"Need to introduce Goods and Services Tax to improve government revenue."
Mr Najib was speaking during a visit to London, made as his government is settling back into office after the ruling United Malays National Organisation overcame the biggest-ever challenge to its power in May’s parliamentary elections. The opposition won 51 per cent of the vote, but Umno and its partners in the ruling coalition secured 60 per cent of the seats under Malaysia’s constituency-based voting system.
The prime minister pledged to accelerate economic reforms and show that the country could be modernised “from within” the existing political framework – a riposte to the opposition’s election claims that Malaysia needed a change of leadership after decades of unbroken Umno rule.
He said: “I want to prove the point that we can make changes from within. We can transform the government and the economy, as well as democracy in Malaysia.”
He was relaxed about the external challenges to an economy that has weathered global turmoil well, with economists expecting gross domestic product growth of about 5 per cent this year, after 5.2 per cent in 2012.

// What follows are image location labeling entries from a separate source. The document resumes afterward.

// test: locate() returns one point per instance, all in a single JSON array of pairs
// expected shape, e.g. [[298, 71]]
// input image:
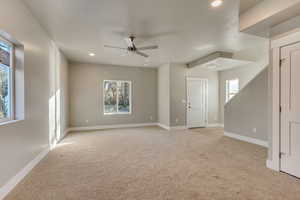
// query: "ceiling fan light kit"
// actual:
[[132, 48]]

Other domestic economic concerns remain. The government had to cut its bill from fuel and other subsidies and Mr Najib said he believed “we do need to introduce [a goods and services tax] to improve government revenue”. Household debts – at 82 per cent of GDP – were also unsustainable and had to be reined in, he said. “People willy-nilly borrow for consumption. Civil servants willy-nilly borrow for consumption and then wonder why they don’t have enough money at the end of the month.”